You're imposing on my argument a structure that it didn't have. My argument is that prima facie, analysing the concepts of effectiveness is not the most useful work that is presently to be done. If you look at my original post, it's clear that it had a parallel argument structure: i) this post seems mostly not new, and ii) posts of this kind are over-invested. It was well-hedged, and made lots of relative claims ("on the margin", "I am generally not very interested" etc. so it's really weird to be repeatedly told that I was arguing something else.

I think that's fine, but I think it's important not to frame this as merely a disagreement about what kinds of research should be done at the margin, since this is not the source of the disagreement.
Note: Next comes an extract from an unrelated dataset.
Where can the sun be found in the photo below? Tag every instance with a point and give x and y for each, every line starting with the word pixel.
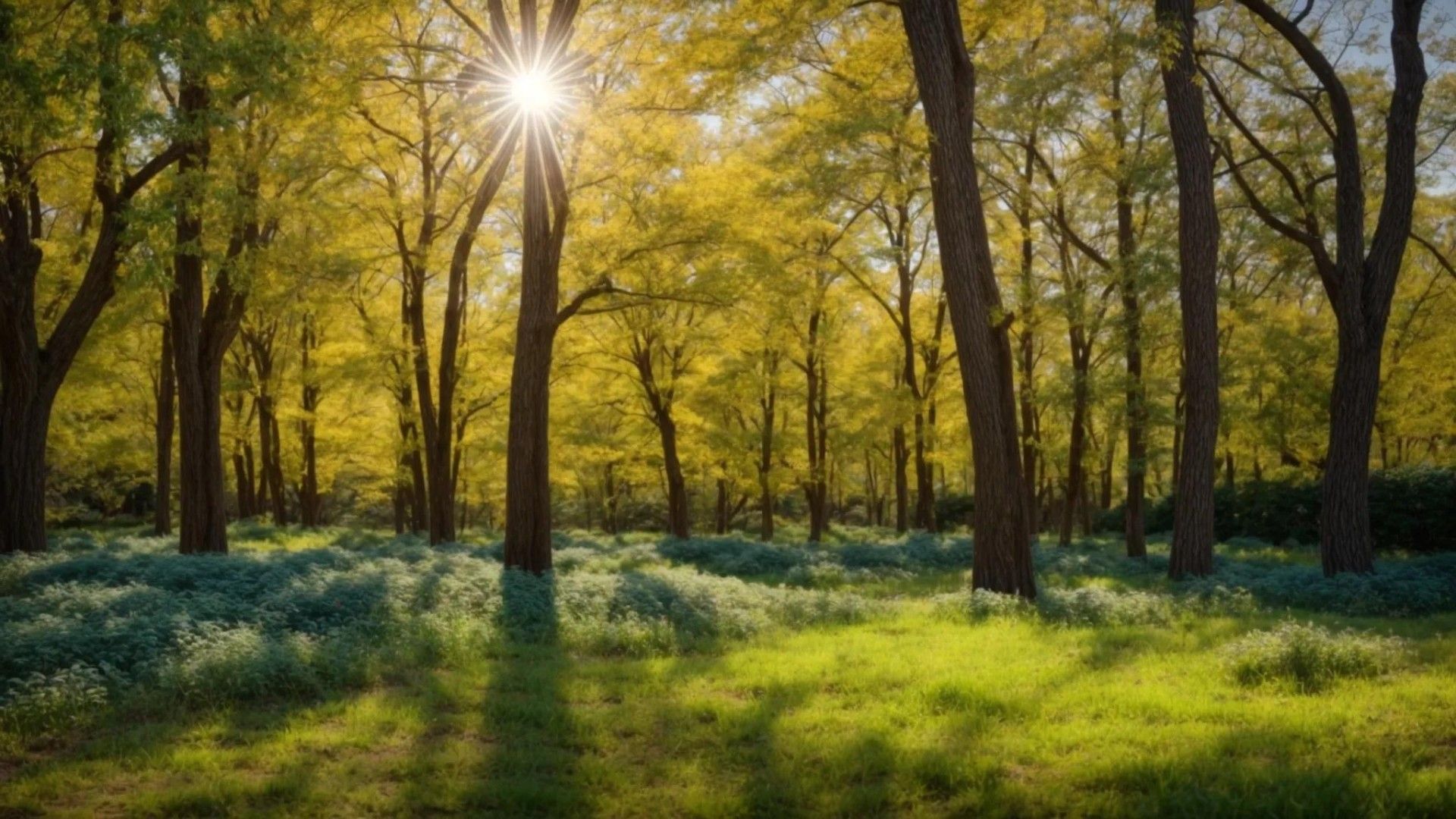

The general disagreement about whether philosophical analysis is under-invested is source of about half of the disagreement. I've talked to Stefan and Ben, and I think that I was convinced that philosophical analysis was prima facie under-invested atm, then I would view analysis of principles of effectiveness a fair bit more favorably. I could imagine that if they became fully convinced that practical work was much more neglected then they might want to see more project proposals and literature reviews done too.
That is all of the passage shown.